ABD Ulusal Demokrasi Vakfı’nın (NED) desteklediği “Dünya Uygur Kurultayı”nın liderleri arasında ölüm tehditlerine varan tarışmalar yaşanıyor. Yapının genel merkezi Almanya’da bulunuyor. Kuruculardan Almanya’da yaşayan Enver Can, ismi cinsel taciz olayına bulaşan başkan Dolkun İsa’nın, kendisine ölüm tehdidinde bulunduğunu söyledi. İsa, 29 Temmuz’da Can'ı arayarak, "Bana yönelik taciz iddialarını ele almayı bırakmazsanız, sizi topluluk üyeleriyle birlikte ziyaret edeceğim, bu da ölümle sonuçlanabilecek." diye tehdit etti. Enver Can, Alman polisine suç duyurusunda bulundu.

“Dünya Uygur Kurultayı (WUC)”un Başkanı Dolkun İsa’nın cinsel tacizine uğrayan Belçika’da yaşayan Türk kızı Esma Hazal Gün, olayın bütün ayrıntılarını 1 Haziran’da Aydınlık’a anlatmıştı. 'Kamu güvenliğini tehdit' gerekçesiyle hakkında Türkiye’ye giriş yasağıda olan Dolkun İsa’nın cinsel taciz skandalının yankıları sürüyor. “İnsan hakları” için mücadele ettiğini ileri süren ve kadınların kötü muamele gördüğü gerekçesiyle Çin’i çeşitli ülkelerde açtırdığı davalarla mahkum ettirmeye çalışan (son örnek Arjantin) Dolkun İsa'nın, kendi yaptığı tacizin üstünü kapatma girişimlerine mağdurlardan, Uygur Diasporasından ve dünyanın çeşitli ülkelerindeki akademisyenlerden tepkiler giderek artıyor. Dolkun İsa ve yönetimindeki WUC, tepkileri bastırmak için hakaret ve ölüm tehdidine varan yöntemlerine başvuruyor.

Dünya Uygur Kurultayı kurucusu Enver Can: "Dolkun İsa yüzünden davamız ve teşkilatımız büyük zarara uğradı" - Resim : 2

(Dolkun İsa ABD Ulusal Demokrasi Vakfı-NED’den ödül alırken)
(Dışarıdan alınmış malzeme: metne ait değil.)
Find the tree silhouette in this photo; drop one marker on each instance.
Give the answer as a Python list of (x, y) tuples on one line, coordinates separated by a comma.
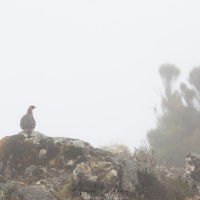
[(177, 132)]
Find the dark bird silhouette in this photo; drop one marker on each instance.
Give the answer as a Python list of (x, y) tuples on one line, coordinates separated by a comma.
[(27, 122)]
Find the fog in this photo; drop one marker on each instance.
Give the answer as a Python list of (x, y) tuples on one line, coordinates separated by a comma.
[(91, 67)]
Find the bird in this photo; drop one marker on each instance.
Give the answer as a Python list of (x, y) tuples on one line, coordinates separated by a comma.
[(27, 122)]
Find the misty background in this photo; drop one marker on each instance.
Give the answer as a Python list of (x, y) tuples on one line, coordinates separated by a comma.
[(91, 67)]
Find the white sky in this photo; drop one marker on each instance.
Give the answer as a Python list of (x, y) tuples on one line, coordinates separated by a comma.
[(90, 67)]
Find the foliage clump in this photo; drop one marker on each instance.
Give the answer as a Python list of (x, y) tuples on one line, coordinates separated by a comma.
[(177, 131)]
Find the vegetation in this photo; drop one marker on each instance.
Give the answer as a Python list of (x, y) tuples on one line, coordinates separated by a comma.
[(177, 131)]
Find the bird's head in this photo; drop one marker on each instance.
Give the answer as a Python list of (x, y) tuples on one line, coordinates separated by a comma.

WUC, taciz skandalının gölgesinde 24-27 Ekim 2024 tarihleri arasında Bosna Hersek’in başkenti Saraybosna’da toplanarak yeni genel başkan ve yönetimini belirleyecek. WUC’un tuttuğu sözde “bağımsız bir araştırma kuruluşundan” alacağı olumlu raporla Dolkun İsa’nın kendisini aklanmış gibi göstermesi ve tüzüklerindeki “iki dönem” kuralını çiğneyerek üçüncü kez başkanlığa aday olması bekleniyor.
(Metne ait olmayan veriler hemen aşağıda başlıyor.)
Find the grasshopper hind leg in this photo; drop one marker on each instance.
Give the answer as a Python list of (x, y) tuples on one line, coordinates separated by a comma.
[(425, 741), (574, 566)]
WUC’un 2004 yılında Almanya’da Dolkun İsa ile birlikte kurucularından Enver Can, taciz olayı, ölüm tehdidi ve Ekim’de yapılacak 8. Kurultayile ilgili Aydınlık’a konuştu.

"35 YILDIR BU İŞLERLE UĞRAŞIYORUM"

Enver Can kimdir?

1949’da Çin’in Gulca şehrinde dünyaya geldim. 1961 senesinde komşu Afganistan'a ve oradan da Türkiye'ye geldim. 1973'ten beri Almanya'da yaşamaktayım. 35 seneden beri “Doğu Türkistan" davasını dünya ve Batı kamuoyuna anlatabilmek için bir sürü dernek kuruluşunda bulundum, başkanlığını yaptım. İlham Tohti İnisiyatif Hareketi'ni 2016 senesinde kurucu başkan olarak başlattım ve şu anda o görevimi sürdürüyorum. WUC’un 2004’deki kuruluşu aşamasında birleşen 2 kuruluştan biri olan Doğu Türkistan Milli Kurultayı’nın Almanya kurucu başkanıydım ve daha sonra WUC’u kurduğumuzda Başkan Yardımcısı oldum.
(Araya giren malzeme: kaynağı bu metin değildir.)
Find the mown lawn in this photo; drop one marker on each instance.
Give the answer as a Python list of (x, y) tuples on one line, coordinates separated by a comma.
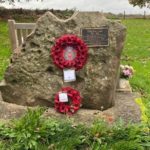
[(136, 53)]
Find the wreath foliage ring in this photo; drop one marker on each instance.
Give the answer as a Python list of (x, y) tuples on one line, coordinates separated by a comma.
[(74, 101), (71, 46)]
"UYGUR KURULTAYINI DOLKUN’LA BİRLİKTE KURDUK"

Dünya Uygur Kurultayı Başkanı Dolgun İsa ile tanışıklığınızı ve bağınızı anlatır mısınız?

Dolkun İsa 1996'da Almanya'ya geldi. Orada tanıştık. 30 seneye yakın yan yana bir teşriki mesaimiz var. Sonra WUC’u birlikte kurduk, çalıştık. Yani benim nezdimde bir dava adamıdır. Ve bu yüzden de cinsel taciz olayının bu şekilde gelişmesi ve onun adının buraya karışması beni çok şaşırttı.

"İSTİFA ET DEDİM, ÖLÜMLE TEHDİT ETTİ"

Dolgun İsa için “dava adamı” diyorsunuz. Fakat cinsel taciz, olay patlayınca önce özür dilemesi, sonra inkar etmesi ve son olarak da üzerinden 4 ay geçtikten sonra başkanlıktan "geçici" istifa ettiğini duyurması... Üstelik, tacize uğradığını söyleyen başka bir kadın da var. Bunlar sizin “dava adamı” tanımınıza uyuyor mu?

30 seneye yakın birlikte çalıştık. Dava adamı dediysem dava için fedakarlık yaptığını gördüm. Şimdi böyle bir adamın isminin tacizle anılması ve kendisinin de bunu anlayarak zamanında istifa etmemesi beni şoke etti. Ve "istifa edersen hem davaya hem kendine faydası olur" desem de bana hakaret etti, dernekten kovdu. Ve en sonunda da ölümle tehdit etti. Benim dava adamı dediğim o zamana kadar. Açık söyleyeyim, Uygur toplumundan, dünya kamuoyundan ve taciz ettiği kızdan özür dilerse, hata yaptığını kabul ederse, başta ben aday gösteririm. Dolkun İsa, WUC tüzüğüne göre de üst üste iki dönemden fazla aday olamaz.

"TACİZİ KABULDEN VAZGEÇMESİ BÜYÜK HATAYDI"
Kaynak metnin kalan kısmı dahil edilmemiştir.